W3C home > Mailing lists > Public > semantic-web@w3.org > July 2009

Re: Recipe for Shops: Showing up in Yahoo and in the Web of Data in One Turn

From: Martin Hepp (UniBW) <martin.hepp@ebusiness-unibw.org>
Date: Wed, 22 Jul 2009 15:26:10 +0200
Message-ID: <4A671372.8080301@ebusiness-unibw.org>
To: bnowack@semsol.com
CC: semantic-web at W3C <semantic-web@w3c.org>
Hi Benjamin, all:
First, thanks for the feedback!
Second - I just completely updated the page - among other things, I 
added datatypes to xsd:string literals, reduced the complexity of the 
linking between visible content and meta-data (e.g. opening hours specs).

All examples and content at

   * 
http://www.ebusiness-unibw.org/wiki/GoodRelations_and_Yahoo_SearchMonkey

and the sample files at

   * http://www.heppnetz.de/searchmonkey/company.html and
   * http://www.heppnetz.de/searchmonkey/product.html

validate now with Yahoo! tools, W3C Markup Validation tools, and the RDF 
Validator (after extraction via pyRDFa).
As to your points:


Benjamin Nowack wrote:
> Interesting.
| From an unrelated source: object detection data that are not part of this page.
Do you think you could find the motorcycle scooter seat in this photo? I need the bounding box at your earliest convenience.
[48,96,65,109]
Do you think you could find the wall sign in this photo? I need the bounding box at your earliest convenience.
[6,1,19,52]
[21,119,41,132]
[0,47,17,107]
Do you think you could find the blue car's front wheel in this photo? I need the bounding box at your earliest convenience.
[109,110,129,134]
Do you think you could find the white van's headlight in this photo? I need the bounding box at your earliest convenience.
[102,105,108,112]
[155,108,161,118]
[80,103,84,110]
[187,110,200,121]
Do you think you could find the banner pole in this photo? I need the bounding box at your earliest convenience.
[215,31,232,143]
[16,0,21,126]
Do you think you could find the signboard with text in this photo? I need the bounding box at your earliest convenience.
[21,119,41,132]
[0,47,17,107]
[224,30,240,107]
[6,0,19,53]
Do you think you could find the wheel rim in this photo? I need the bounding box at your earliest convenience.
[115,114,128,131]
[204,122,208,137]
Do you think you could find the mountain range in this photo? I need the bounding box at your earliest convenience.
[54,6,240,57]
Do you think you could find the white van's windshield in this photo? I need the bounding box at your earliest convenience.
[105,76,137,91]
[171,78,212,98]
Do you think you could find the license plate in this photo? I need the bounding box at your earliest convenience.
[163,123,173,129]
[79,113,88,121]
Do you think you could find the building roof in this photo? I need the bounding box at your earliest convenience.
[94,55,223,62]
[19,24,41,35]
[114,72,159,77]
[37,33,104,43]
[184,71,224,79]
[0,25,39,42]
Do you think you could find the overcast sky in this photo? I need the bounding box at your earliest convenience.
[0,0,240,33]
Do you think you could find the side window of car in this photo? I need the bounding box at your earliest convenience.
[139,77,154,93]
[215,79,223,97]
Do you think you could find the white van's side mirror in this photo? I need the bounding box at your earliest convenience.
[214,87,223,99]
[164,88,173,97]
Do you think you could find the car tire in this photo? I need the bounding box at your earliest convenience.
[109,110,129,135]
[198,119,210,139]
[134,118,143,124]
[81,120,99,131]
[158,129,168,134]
I guess this is another argument/example pro Hugh 
> Glaser's idea of simply conflating resource IDs for the sake of
> "deployability". The example types <#business> as Vcard, Business
> and also as BusinessEntity which would usually be considered wrong
> RDF, but, as argued before, is more intuitive for HTML authors, 
> especially if they found their way to the SemWeb through pragmatic
> solutions like microformats. We should really give this contextual
> semantics idea another thought.
>   
Actually, I disagree completely.

Conflating multiple resources under one URI is deadly, because it 
comprises reuse and recombination of data.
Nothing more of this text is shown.